British Orienteering Championships at Balmoral to feature on BBC Adventure Show

Transmission: BBC 2 Scotland 19th August 7 pm and on FreeSat and Sky Digital

And afterwards on BBC iPlayer

The next broadcast of the Adventure Show series covers the British Orienteering Championships which were held in Scotland this year, at Ballater on Royal Deeside, with the Long Distance event at the Balmoral Estate on Royal Deeside.  The castle makes an impressive setting for the race arena.

“It’s a test of physical ability and mental agility,” says co-presenter Dougie Vipond, who covered the event alongside outdoor enthusiasts Cameron McNeish and Deziree Wilson. “This event tests the best of the best in Britain,” says Cameron.” These guys go flat out cross country, they run and navigate at the same time.”  But just 10 seconds of not concentrating can blow the whole race.

The terrain was quite rough, with lots of rocky ground and some big crags, as well as deep heather in places. There was plenty of route choice and a network of paths and tracks. For those with time to look, there were good views from the higher parts. It was mostly very dry underfoot. The weather was sunny, and breezy in the arena, but sheltered in the forest – many found it very hot.
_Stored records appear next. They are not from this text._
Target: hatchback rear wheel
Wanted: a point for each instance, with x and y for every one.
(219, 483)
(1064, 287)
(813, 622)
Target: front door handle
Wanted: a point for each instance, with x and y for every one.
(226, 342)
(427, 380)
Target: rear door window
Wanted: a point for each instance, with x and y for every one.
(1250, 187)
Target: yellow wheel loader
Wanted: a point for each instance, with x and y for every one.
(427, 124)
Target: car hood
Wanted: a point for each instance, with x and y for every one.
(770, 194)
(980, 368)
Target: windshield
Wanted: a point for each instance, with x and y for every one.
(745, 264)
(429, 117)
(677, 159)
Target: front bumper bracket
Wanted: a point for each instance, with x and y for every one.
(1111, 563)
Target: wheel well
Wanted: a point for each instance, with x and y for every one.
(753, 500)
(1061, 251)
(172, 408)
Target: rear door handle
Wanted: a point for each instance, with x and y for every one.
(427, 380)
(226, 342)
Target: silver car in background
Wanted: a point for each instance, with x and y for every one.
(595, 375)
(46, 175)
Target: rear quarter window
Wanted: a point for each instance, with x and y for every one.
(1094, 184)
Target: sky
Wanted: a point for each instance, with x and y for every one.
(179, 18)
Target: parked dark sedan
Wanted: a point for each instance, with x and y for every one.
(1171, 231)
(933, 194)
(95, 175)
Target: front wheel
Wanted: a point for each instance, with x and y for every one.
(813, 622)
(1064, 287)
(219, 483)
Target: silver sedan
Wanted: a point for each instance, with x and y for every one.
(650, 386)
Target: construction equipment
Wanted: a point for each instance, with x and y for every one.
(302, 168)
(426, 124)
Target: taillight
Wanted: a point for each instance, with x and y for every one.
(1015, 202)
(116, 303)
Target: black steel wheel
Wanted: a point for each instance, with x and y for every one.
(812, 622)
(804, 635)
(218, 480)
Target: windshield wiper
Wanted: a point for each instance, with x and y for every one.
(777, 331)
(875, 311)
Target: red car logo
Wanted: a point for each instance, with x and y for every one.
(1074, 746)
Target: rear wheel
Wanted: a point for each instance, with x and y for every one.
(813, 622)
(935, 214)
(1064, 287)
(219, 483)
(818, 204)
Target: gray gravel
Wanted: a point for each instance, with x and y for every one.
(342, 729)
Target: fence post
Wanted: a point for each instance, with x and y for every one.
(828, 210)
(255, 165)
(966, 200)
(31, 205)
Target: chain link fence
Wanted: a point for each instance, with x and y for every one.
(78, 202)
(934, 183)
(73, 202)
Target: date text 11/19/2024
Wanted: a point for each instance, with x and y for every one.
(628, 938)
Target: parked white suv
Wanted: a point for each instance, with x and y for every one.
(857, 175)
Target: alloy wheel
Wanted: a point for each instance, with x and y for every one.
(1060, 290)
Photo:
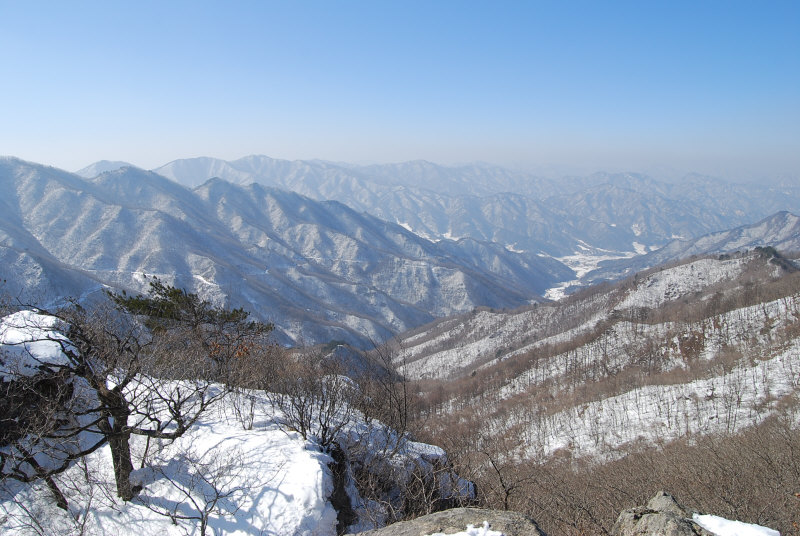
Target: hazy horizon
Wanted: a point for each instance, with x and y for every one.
(554, 89)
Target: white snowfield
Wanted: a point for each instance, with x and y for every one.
(242, 479)
(477, 339)
(724, 527)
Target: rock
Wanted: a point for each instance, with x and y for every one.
(457, 519)
(663, 515)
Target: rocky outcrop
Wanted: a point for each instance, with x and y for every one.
(662, 515)
(457, 519)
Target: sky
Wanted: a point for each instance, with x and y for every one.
(672, 86)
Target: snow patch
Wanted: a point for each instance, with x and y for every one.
(725, 527)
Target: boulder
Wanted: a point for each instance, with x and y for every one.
(457, 519)
(663, 515)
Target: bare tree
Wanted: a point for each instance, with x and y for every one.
(145, 367)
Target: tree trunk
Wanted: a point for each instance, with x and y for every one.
(123, 466)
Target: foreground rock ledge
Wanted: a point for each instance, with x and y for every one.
(662, 515)
(457, 519)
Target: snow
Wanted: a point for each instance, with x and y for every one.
(31, 342)
(473, 531)
(235, 469)
(725, 527)
(582, 262)
(268, 482)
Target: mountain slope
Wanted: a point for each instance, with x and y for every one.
(706, 346)
(319, 271)
(621, 212)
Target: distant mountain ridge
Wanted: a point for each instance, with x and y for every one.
(318, 270)
(781, 231)
(620, 212)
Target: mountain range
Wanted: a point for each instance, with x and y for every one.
(318, 270)
(331, 251)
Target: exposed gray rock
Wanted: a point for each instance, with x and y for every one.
(457, 519)
(663, 515)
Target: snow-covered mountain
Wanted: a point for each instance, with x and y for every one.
(318, 270)
(781, 231)
(701, 347)
(622, 212)
(103, 166)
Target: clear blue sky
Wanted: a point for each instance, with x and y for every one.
(700, 85)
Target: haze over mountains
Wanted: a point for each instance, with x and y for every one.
(358, 253)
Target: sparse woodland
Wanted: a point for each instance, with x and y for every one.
(580, 410)
(697, 394)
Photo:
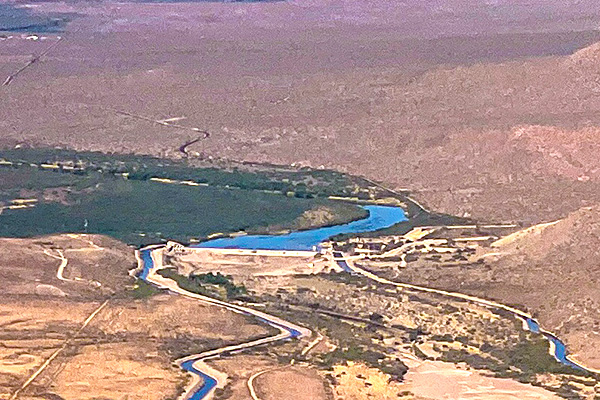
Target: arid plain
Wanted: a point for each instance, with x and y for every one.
(484, 110)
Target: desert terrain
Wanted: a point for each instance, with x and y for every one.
(486, 111)
(101, 335)
(450, 110)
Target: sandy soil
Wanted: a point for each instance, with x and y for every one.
(170, 316)
(365, 88)
(439, 380)
(24, 266)
(430, 380)
(292, 383)
(118, 371)
(246, 263)
(298, 382)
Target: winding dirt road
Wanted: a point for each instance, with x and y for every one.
(286, 329)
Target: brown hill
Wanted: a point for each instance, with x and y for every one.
(558, 269)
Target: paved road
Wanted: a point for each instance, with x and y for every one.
(348, 265)
(286, 329)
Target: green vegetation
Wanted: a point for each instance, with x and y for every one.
(216, 285)
(142, 212)
(303, 183)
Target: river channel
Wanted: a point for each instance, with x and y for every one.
(380, 217)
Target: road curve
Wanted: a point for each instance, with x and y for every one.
(557, 347)
(149, 262)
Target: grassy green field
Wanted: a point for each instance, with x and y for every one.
(141, 211)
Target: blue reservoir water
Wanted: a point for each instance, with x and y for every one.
(208, 382)
(380, 217)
It’s not just the elite athletes who competed – thousands of people of all abilities took part, some finding the deep heather really hard to run through.

The Adventure Show series is produced for the BBC by independent production company Adventure Show Productions based in the Cairngorms of Scotland with producer Richard Else.  Richard says “Since we began making this series in 2005, the programme has gone from late night watching to prime-time television – the interest in extreme sports for all ages and abilities has grown its appeal in volumes.”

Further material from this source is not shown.